2024 novel by R. O. Kwon

Exhibit is a 2024 novel by South Korean–born American author R. O. Kwon, published by Riverhead Books. Kwon had been writing the novel since 2014, which happened concurrently with the revising and agenting for The Incendiaries, as well as the creation of the anthology Kink which she coedited with Garth Greenwell from 2017 to 2021.

The book won the Jim Duggins Outstanding Mid-Career Novelists' Prize from the Lambda Literary Awards in 2025.

== Synopsis ==
The novel follows a photographer, Jin Han, and a ballerina, Lidija Jung, after they meet at a party near San Francisco. From then on, the novel traces their encounters and conversations with one another as they contend with their respective artistic practices, as well as Jin's struggles to manifest her desires with her lover, Philip. The novel also makes reference to The Incendiaries primarily through Philip, an alum of the fictitious Edwards University where Kwon's debut novel was partially set.

== Critical reception ==
Kirkus Reviews observed that Kwon's style may be divisive but nonetheless remarked that the "bold, tough novel ... invites the viewer’s gaze and stares defiantly back." Publishers Weekly stated that the novel was "Hypnotic and disquieting", a "slow burn" that "will stick in readers’ minds."

Just as with The Incendiaries, critics observed the variety of issues which Kwon tackled in her second novel, including but not limited to, according to Los Angeles Review of Books, "queerness, racial identity, aesthetic vocation, domestic violence, childbearing, and parental aging" and, fundamentally, "religion, its inexplicability." Several publications, like the San Francisco Chronicle and CNN, appreciated the novel's attention to the experiences of queer women of color. The Boston Globe noted the strong presence of the "lyrical" and the "sensual" in her work, evident in both novels. Alta Journal remarked that both novels contended with an ambivalent view of faith as part of "the profound yearning for God and loss of faith that Kwon herself experienced." Some noted the rapport between the two novels, with the Chicago Review of Books finding them mutually "concerned with art and faith, love and devotion, restraint and liberation."
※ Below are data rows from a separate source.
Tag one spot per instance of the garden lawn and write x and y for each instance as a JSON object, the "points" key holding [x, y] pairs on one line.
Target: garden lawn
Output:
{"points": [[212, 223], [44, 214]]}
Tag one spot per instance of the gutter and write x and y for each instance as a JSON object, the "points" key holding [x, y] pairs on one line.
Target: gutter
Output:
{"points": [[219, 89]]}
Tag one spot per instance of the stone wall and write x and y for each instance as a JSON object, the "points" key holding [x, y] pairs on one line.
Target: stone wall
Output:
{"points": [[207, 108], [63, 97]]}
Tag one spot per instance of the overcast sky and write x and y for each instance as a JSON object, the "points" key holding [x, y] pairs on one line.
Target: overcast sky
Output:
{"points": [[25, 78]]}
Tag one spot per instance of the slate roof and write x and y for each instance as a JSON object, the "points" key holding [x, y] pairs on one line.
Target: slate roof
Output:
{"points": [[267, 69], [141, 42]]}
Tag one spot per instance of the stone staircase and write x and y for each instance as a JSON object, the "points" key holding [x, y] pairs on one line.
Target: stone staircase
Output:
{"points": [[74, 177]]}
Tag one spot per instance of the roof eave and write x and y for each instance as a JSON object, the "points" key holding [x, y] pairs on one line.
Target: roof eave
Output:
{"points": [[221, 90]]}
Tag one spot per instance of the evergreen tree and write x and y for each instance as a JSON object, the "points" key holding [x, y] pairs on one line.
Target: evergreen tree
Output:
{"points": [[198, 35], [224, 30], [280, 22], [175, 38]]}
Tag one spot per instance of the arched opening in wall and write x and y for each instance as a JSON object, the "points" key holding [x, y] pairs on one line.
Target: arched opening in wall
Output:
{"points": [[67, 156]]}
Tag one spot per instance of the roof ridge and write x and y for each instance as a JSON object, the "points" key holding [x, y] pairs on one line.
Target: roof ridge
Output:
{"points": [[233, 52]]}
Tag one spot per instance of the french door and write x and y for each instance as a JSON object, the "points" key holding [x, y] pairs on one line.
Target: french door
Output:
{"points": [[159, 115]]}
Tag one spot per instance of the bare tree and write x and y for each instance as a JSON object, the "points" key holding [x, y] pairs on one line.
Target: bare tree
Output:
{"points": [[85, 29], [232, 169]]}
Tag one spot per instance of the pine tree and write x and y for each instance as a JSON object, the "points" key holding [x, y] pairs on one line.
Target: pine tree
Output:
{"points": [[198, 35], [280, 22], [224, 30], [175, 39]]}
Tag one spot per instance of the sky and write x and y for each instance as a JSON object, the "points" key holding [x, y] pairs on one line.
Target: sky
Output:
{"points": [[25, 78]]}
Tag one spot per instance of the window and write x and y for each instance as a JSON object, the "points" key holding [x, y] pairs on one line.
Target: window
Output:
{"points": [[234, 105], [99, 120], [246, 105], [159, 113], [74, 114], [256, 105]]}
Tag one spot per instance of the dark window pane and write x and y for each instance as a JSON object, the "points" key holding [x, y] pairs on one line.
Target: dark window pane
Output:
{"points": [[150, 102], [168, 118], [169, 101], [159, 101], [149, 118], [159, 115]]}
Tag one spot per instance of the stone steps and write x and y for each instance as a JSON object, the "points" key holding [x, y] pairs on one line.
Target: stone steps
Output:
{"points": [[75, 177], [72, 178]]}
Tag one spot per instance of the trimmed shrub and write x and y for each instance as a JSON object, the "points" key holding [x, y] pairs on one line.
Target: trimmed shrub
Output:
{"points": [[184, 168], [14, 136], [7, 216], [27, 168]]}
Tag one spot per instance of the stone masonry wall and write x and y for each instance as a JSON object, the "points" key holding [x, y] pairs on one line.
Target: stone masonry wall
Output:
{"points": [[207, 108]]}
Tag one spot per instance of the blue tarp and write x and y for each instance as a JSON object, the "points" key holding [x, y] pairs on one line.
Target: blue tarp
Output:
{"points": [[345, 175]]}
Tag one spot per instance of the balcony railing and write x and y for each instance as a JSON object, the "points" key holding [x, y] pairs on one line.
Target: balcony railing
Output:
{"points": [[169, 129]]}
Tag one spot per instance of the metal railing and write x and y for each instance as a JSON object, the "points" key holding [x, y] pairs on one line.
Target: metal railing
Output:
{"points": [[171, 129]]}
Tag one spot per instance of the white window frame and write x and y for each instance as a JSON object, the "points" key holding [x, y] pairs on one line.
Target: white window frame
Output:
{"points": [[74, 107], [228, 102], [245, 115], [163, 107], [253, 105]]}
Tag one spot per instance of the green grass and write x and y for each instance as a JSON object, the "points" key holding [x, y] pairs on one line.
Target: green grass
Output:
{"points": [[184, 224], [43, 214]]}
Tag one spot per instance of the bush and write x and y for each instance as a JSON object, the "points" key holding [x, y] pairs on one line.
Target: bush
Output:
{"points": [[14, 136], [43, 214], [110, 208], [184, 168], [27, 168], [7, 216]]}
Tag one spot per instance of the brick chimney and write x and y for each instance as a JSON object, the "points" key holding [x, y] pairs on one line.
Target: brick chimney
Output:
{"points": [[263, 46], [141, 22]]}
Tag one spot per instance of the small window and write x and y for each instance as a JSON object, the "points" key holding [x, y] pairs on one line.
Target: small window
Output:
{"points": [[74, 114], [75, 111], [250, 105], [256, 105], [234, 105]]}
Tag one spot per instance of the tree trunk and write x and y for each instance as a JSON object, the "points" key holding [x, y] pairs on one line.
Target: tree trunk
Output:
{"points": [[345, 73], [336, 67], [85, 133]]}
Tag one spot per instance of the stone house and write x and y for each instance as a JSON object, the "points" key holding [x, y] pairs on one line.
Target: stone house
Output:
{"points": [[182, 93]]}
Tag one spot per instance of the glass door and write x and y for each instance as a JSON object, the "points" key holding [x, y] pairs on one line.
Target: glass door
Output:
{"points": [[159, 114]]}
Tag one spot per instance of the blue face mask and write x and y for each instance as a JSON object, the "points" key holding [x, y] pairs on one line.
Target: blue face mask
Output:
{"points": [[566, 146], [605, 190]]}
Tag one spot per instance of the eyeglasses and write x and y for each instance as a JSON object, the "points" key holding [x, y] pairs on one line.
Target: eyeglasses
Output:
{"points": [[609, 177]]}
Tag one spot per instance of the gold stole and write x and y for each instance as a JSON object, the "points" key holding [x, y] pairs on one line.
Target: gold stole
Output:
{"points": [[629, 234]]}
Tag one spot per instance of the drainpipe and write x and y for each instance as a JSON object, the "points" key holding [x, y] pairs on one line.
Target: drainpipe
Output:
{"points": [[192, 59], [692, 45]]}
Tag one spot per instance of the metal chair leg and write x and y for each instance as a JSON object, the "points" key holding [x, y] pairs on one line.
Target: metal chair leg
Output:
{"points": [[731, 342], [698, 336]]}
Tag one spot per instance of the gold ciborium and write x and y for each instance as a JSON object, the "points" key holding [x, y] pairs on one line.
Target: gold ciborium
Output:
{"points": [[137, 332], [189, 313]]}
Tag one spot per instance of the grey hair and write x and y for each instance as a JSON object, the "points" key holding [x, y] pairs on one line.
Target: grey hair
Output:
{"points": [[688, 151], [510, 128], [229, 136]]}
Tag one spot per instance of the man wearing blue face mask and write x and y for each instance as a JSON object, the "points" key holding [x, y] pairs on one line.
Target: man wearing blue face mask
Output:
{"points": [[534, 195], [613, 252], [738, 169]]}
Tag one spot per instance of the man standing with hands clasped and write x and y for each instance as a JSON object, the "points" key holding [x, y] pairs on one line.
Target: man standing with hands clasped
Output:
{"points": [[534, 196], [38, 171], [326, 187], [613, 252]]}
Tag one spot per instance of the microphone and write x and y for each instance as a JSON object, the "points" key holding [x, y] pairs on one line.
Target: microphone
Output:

Many publications lauded Kwon's prose, with The New York Times in particular stating that "Chunks of her prose could also be torn out and put in a poetry book, no problem." Ryan Lackey, for the Los Angeles Review of Books, received the style more moderately: "At its best, this style is legitimately surprising, demanding a reconsideration of its objects; at times, like all sharp style, it becomes a little much."

== Influences ==
In writing the novel, Kwon found inspiration from her friends and their works, in particular Alexander Chee and his memoir How to Write an Autobiographical Novel, as well as Ingrid Rojas Contreras and her memoir The Man Who Could Move Clouds. She also was inspired by Audre Lorde and her essay "The Uses of the Erotic", as well as the styles of Clarice Lispector, Julio Cortázar, and Anne Carson. With the erotic being a strong concentration of the novel, Kwon drew upon her own observations of desire, ranging from the artistic to the "queer and kinky": "A lot of the highly ambitious women I know and love feel a great deal of pressure to hide that ambition. I got curious about this dichotomy between what people want me to want and what I feel pressure to not want."

In the years leading up to the novel's release, including promotional cycles for The Incendiaries and Kink, Kwon was vocal in several pieces about her personal history with Korean Catholicism, her identity as a queer woman, and the struggle as a result of her conflict between self and family. In a piece for The Guardian, ahead of Exhibit's publication, Kwon discussed her feelings of both shame at how her writing—"the queer, kinky, lust-fired, sexually celebrated novel"—may be received by the Korean diaspora but, as a result, felt urgency and pride to articulate queerness and sexuality through literature.